Advent at Grakn Labs: Predictive Analytics

#GraknLovesTech: 15th December 2016

Filipe Pinto Teixeira
Vaticle
6 min readDec 15, 2016

--

Source: Photo taken by Outreachhr.com under CC02

Here at Grakn Labs we love technology. So much so that, this month, we’ve decided to share our favourite technology moments from 2016. Each weekday during December, we will open a window on our virtual advent calendar, and peek inside to recall some of the greatest innovation or news that the past year has brought us.

Please recommend and share with hashtag #GraknLovesTech if you enjoy our posts. And if you have any favourite links you’d like us share, just leave us a comment or tweet us @graknlabs!

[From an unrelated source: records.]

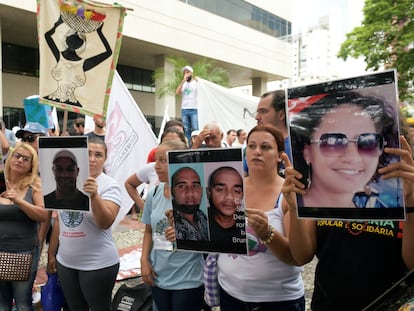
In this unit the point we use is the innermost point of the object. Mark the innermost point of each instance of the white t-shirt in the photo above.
(189, 95)
(82, 244)
(147, 175)
(260, 276)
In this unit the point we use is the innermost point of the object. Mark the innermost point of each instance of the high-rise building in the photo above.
(243, 37)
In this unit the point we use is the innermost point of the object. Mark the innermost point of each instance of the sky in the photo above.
(346, 13)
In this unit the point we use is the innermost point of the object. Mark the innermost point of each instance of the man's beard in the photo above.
(186, 208)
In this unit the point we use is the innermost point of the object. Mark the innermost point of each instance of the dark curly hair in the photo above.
(305, 122)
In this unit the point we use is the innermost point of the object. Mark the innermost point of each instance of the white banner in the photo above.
(230, 109)
(129, 138)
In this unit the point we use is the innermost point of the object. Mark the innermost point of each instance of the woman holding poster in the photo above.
(175, 277)
(267, 278)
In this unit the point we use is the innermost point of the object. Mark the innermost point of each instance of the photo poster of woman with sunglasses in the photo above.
(338, 131)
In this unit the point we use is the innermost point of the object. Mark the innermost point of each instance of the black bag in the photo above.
(132, 298)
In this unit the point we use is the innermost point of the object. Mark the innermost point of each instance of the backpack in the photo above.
(133, 298)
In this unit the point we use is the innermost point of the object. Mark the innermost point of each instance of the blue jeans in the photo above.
(177, 300)
(190, 121)
(21, 291)
(229, 303)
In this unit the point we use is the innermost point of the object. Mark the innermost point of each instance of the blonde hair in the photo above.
(31, 178)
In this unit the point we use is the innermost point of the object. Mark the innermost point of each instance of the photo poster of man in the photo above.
(64, 168)
(338, 131)
(79, 43)
(207, 199)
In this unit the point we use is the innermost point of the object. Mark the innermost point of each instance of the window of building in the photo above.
(246, 14)
(20, 60)
(137, 79)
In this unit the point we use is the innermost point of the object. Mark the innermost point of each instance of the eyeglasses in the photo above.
(29, 138)
(334, 144)
(19, 156)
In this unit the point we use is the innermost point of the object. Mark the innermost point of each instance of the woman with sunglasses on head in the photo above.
(21, 210)
(357, 260)
(81, 249)
(268, 278)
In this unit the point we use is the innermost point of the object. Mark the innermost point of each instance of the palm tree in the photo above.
(203, 68)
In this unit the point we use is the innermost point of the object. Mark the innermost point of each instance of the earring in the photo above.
(309, 178)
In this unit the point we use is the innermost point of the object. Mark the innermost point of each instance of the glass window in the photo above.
(246, 14)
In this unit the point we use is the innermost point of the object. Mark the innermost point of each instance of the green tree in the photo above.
(203, 68)
(386, 40)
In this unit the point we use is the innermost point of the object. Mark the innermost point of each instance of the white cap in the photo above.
(189, 68)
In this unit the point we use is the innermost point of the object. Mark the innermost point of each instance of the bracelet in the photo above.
(270, 235)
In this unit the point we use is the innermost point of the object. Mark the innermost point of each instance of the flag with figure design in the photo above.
(79, 44)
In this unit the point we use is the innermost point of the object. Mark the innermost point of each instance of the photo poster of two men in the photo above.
(207, 199)
(338, 131)
(64, 168)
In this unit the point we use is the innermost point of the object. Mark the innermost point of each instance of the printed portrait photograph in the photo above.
(64, 167)
(207, 199)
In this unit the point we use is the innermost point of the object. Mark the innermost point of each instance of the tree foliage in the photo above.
(386, 40)
(203, 68)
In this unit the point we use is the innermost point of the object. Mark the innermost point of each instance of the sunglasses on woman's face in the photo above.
(29, 138)
(334, 144)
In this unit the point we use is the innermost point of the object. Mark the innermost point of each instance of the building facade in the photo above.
(243, 37)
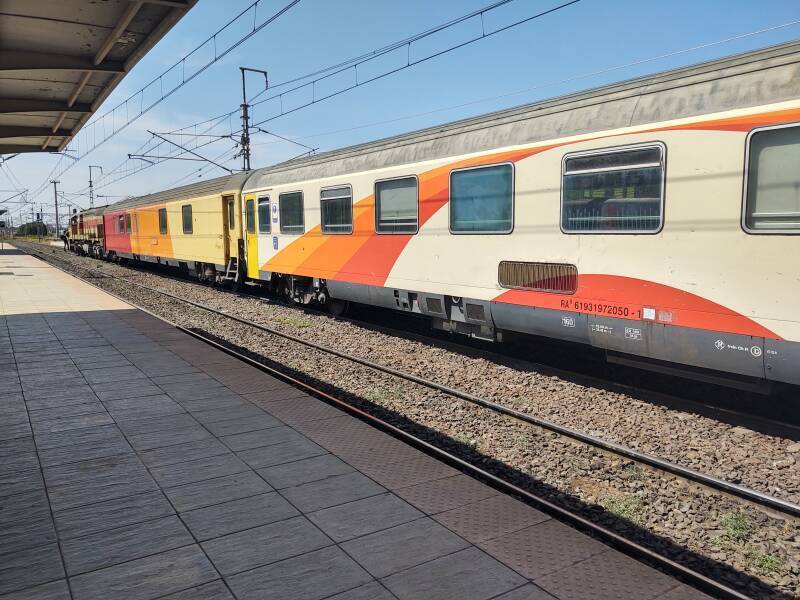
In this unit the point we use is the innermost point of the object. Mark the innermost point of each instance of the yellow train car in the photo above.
(196, 228)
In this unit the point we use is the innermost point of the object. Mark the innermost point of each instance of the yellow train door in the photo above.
(251, 238)
(229, 227)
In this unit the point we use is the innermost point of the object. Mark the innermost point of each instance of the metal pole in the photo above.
(55, 199)
(245, 126)
(245, 139)
(91, 187)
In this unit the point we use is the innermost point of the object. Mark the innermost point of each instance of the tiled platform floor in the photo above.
(137, 462)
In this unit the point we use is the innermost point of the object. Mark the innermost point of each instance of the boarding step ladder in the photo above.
(232, 272)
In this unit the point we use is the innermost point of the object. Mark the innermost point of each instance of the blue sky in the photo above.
(534, 60)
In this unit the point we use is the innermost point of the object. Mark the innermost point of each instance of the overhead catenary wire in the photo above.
(87, 132)
(484, 99)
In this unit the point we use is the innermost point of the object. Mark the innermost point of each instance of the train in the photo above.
(656, 219)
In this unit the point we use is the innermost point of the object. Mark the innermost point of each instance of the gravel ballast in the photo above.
(727, 539)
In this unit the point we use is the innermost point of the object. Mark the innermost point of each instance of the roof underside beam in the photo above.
(14, 60)
(34, 105)
(14, 131)
(19, 148)
(173, 3)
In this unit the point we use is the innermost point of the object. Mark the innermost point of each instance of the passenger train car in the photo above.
(656, 219)
(85, 231)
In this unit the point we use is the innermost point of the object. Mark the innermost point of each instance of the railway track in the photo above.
(741, 493)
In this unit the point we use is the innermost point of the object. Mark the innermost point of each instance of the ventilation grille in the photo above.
(543, 277)
(475, 312)
(434, 305)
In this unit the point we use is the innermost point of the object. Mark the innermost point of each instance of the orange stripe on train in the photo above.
(625, 297)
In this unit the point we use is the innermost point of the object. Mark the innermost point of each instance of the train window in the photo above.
(231, 212)
(482, 199)
(291, 209)
(613, 191)
(250, 216)
(336, 207)
(186, 217)
(772, 189)
(396, 205)
(263, 215)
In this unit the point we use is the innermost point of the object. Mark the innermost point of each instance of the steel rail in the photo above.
(620, 542)
(710, 481)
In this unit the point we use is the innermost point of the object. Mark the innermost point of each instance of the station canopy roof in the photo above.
(60, 59)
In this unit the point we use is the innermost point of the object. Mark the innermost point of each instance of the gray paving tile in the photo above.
(346, 521)
(78, 436)
(142, 408)
(55, 590)
(145, 578)
(113, 374)
(332, 491)
(28, 505)
(14, 430)
(45, 401)
(170, 455)
(215, 491)
(160, 439)
(277, 454)
(242, 424)
(52, 457)
(371, 591)
(121, 544)
(125, 389)
(25, 533)
(112, 513)
(198, 470)
(263, 545)
(19, 461)
(468, 574)
(73, 422)
(403, 546)
(68, 410)
(98, 485)
(27, 568)
(144, 423)
(215, 590)
(308, 577)
(20, 482)
(264, 437)
(237, 515)
(304, 471)
(217, 401)
(244, 409)
(97, 468)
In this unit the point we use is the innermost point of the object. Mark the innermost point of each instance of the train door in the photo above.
(229, 226)
(251, 237)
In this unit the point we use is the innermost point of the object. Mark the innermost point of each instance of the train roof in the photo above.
(750, 79)
(91, 212)
(207, 187)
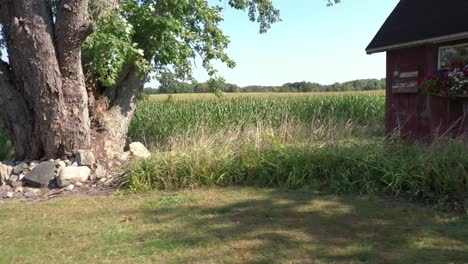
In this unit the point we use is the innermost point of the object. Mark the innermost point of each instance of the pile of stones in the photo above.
(28, 179)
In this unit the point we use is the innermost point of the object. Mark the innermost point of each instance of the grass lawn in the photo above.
(231, 225)
(194, 96)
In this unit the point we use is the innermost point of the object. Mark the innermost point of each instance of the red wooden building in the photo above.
(422, 37)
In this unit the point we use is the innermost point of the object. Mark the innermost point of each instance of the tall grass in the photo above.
(434, 174)
(330, 143)
(157, 121)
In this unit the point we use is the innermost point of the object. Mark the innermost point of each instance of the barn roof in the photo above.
(418, 22)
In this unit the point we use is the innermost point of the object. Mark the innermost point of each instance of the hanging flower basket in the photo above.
(451, 83)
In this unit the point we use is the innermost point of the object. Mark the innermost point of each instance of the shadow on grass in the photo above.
(281, 226)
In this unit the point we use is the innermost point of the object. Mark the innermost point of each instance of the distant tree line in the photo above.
(170, 85)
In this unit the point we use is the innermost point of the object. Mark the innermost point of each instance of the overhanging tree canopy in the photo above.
(76, 69)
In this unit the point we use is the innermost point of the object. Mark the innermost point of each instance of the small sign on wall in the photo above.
(406, 81)
(412, 74)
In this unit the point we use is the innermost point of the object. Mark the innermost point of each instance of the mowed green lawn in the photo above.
(230, 225)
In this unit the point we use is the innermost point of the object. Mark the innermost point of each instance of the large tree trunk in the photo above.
(44, 102)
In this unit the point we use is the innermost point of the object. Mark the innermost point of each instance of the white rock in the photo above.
(61, 164)
(32, 193)
(72, 175)
(21, 176)
(85, 158)
(100, 172)
(13, 178)
(5, 172)
(139, 150)
(20, 168)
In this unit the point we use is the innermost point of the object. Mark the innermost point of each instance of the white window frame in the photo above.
(444, 47)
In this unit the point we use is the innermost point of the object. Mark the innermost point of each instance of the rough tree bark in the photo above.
(44, 102)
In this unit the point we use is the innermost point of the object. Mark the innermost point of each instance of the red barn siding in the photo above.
(418, 116)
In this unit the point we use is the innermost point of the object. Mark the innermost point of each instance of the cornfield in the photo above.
(158, 120)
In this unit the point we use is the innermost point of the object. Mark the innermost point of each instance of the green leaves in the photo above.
(165, 35)
(111, 46)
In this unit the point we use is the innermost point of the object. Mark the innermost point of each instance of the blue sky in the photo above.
(313, 43)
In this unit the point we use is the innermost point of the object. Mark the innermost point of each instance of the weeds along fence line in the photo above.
(331, 143)
(156, 121)
(431, 174)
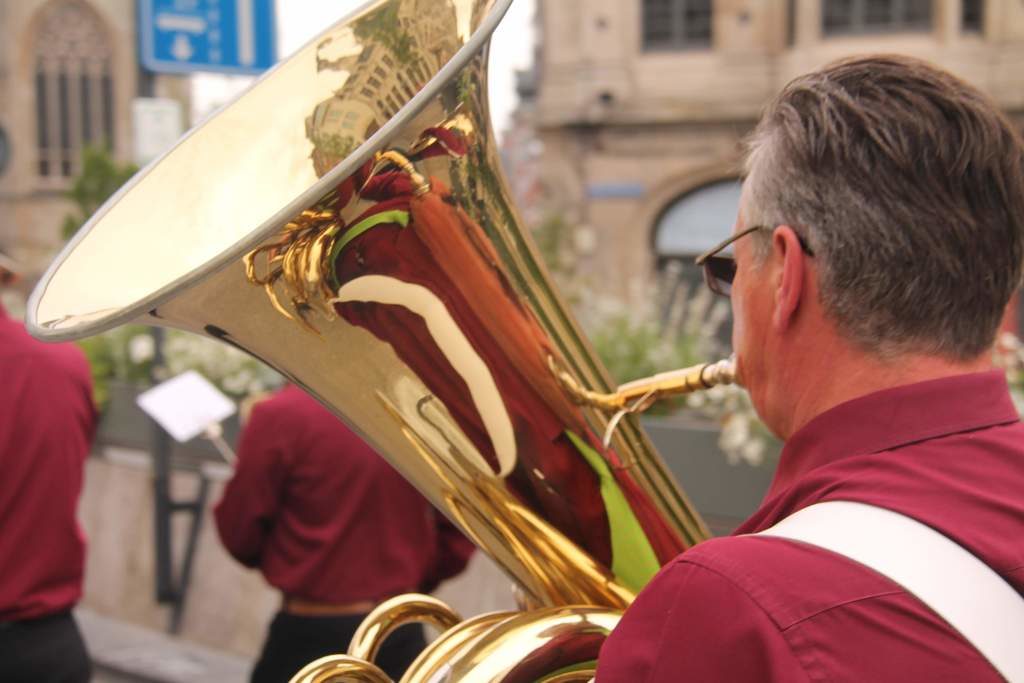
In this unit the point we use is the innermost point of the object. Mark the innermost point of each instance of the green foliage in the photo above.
(125, 354)
(101, 176)
(112, 358)
(633, 349)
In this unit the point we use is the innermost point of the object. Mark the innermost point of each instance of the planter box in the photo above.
(724, 494)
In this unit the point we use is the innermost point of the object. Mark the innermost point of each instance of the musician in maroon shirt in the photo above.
(878, 244)
(335, 528)
(47, 421)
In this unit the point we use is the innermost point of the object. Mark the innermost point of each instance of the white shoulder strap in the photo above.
(958, 587)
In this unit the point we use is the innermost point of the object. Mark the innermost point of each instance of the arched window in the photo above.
(692, 224)
(74, 87)
(853, 16)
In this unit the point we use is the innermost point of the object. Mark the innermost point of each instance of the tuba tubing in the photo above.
(346, 221)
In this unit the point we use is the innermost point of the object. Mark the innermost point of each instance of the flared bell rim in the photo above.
(102, 321)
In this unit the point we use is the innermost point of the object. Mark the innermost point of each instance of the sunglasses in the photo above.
(720, 269)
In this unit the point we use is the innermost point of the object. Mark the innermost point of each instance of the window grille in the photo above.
(672, 25)
(972, 15)
(74, 88)
(859, 16)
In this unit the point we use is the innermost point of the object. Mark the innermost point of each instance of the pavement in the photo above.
(126, 653)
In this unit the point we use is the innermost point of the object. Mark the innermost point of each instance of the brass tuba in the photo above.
(345, 221)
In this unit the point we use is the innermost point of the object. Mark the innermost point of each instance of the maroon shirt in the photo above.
(324, 516)
(948, 453)
(47, 421)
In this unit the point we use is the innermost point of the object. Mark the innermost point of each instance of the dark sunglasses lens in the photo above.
(719, 273)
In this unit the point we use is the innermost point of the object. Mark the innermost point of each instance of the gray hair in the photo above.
(908, 185)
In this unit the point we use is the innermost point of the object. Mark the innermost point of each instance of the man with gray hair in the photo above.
(880, 239)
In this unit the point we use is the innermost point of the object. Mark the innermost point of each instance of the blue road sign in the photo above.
(185, 36)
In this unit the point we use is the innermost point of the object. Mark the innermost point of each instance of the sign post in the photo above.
(225, 36)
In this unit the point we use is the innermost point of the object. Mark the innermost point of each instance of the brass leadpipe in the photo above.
(638, 395)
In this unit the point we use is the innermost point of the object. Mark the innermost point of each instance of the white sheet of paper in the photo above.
(185, 406)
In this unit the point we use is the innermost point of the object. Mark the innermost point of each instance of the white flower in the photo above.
(140, 348)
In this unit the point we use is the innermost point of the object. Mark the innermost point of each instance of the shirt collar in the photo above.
(892, 418)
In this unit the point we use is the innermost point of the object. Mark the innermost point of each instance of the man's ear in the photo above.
(787, 253)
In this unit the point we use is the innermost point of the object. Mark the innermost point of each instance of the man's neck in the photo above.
(852, 374)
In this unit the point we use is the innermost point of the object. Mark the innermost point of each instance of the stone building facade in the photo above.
(68, 77)
(641, 107)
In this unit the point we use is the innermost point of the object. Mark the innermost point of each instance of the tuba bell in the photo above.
(345, 221)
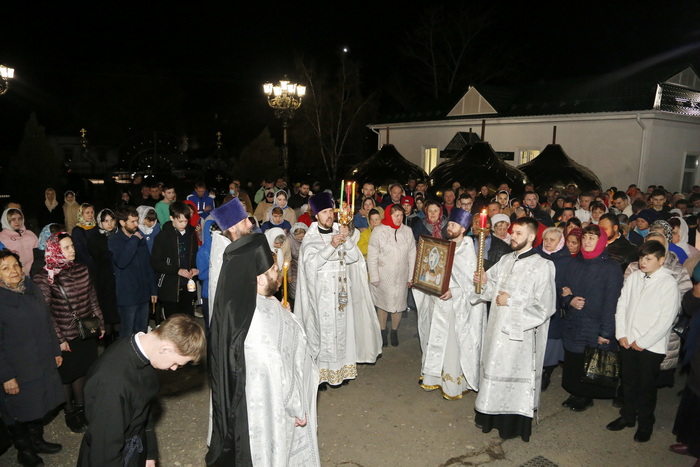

So now it’s my turn to peak into our virtual advent calendar and today’s techie topic is . . . Predictive Analytics. Great, analytics is quite a large field so today lets focus on common goal of the field which is making predictions based on past observations.

Can I predict the future ?

Predictive analytics is an umbrella term used to describe the process of applying various computational techniques with the objective of making some predictions about the future based on past data. This encompasses a variety of techniques including data mining, modelling, pattern recognition, and even graph analytics.

Does this mean we can predict future lottery numbers based on past lottery numbers? Sadly no, but, if anyone wants to prove me wrong, I will require at least 3 successful live demonstrations before I am convinced.

I am not going to get into too many details in this article as the field is quite large and I am far from an expert. I am just going to touch on the general process used when trying to make predictions using historical data. Then I am going to poke my head into some cool tech within this field.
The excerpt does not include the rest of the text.